Miscommunication in the workplace takes various forms. Examples of miscommunication in the workplace include blame games. Recent studies indicate that, in the event of a mistake arising from miscommunication, most individuals are unwilling to take the blame. The failure to acknowledge a miscommunication problem makes it difficult to avoid the error in future. The attitude of preferring to say nothing than being misinterpreted is another common form of miscommunication in the workplace. The failure to engage in conversation or communication is a form of miscommunication in itself (Holmes & Stubbe, 2015). Some employees might be in a position that could help avoid some fault, but they chose to remain silent for fear of being criticized. Recent studies further indicate that most employees view performance reviews as a waste of time. The studies indicated that failure to conduct performance reviews was a significant form of miscommunication in the workplace. The findings showed that performance reviews provide a platform for the management and the employee to bond and clarify issues, and thus creating a healthy environment for seeking clarifications.

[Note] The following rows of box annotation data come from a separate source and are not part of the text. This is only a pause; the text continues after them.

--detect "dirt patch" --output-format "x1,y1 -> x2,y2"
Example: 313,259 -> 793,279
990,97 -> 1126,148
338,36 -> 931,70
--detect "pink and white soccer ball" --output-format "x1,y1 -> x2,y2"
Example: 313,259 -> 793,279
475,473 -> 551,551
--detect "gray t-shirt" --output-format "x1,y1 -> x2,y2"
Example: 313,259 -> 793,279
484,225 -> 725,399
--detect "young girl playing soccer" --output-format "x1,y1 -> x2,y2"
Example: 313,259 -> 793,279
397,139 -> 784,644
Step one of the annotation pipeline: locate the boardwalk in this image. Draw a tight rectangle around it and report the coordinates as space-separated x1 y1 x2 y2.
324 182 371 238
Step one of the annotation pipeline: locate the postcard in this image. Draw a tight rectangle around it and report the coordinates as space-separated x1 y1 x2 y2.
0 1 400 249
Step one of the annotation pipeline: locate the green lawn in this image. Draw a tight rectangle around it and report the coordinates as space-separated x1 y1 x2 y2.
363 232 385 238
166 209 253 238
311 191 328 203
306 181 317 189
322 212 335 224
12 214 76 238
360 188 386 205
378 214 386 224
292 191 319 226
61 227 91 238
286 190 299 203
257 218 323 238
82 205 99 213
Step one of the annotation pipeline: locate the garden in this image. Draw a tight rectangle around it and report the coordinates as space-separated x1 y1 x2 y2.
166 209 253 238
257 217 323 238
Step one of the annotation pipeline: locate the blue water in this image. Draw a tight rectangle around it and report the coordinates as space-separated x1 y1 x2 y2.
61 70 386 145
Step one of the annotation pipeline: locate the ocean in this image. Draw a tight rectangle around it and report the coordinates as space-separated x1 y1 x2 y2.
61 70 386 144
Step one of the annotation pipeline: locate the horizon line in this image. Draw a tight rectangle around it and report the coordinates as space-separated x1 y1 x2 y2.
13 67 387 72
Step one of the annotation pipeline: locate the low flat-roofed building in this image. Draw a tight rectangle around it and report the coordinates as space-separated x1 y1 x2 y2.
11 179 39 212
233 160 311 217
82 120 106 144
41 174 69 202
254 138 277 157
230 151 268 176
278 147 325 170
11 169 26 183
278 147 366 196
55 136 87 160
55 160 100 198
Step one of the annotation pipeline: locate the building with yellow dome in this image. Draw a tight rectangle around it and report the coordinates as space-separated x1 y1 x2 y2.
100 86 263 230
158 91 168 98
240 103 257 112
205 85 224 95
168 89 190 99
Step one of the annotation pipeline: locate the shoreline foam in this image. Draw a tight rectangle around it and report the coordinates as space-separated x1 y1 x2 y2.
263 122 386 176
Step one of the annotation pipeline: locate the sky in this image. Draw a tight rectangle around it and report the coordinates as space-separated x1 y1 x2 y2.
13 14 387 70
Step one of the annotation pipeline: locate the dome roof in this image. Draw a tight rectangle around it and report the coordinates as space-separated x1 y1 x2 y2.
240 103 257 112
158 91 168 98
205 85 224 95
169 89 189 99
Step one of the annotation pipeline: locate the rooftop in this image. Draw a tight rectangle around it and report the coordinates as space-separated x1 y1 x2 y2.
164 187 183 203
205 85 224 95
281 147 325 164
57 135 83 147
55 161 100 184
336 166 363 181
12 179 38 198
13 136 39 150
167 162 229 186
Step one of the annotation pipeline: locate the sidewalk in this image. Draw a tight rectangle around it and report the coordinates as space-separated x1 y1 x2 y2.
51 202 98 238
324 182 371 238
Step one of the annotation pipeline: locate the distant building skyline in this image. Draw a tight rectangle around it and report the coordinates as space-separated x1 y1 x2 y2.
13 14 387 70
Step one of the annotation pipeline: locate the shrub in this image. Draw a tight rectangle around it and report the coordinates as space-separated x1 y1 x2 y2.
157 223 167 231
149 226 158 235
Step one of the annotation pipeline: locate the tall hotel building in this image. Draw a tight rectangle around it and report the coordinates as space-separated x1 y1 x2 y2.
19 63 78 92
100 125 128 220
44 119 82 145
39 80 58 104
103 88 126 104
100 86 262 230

Furthermore, miscommunications can also occur in the form of differences due to generation gaps where some older employees ignore directions from their younger seniors (Jackson & van den Hooff, 2012). As a result, they end up ignoring important information passed to them on the basis that their age gives them more experience and wisdom. Similarly, most older adults in the workplace disregard technology and are likely to commit mistakes when communicating using technological gadgets (Holmes & Stubbe, 2015).
Solutions to workplace communications include training employees and employers to avoid making assumptions, use non-verbal communications appropriately, and the recipient should seek clarification in case of doubt. Experts also advise employees to ensure that messages are not too concise to the extent of missing some critical information. When typing, employees are encouraged to proofread their work before sending out to other parties.
Holmes, J., & Stubbe, M. (2015). Power and politeness in the workplace: A sociolinguistic analysis of talk at work. Routledge.Jackson, T. W., & van den Hooff, B. (2012). Understanding the factors that effect information overload and miscommunication within the workplace. Journal of Emerging Trends in Computing and Information Sciences, 3(8), 1240-1252.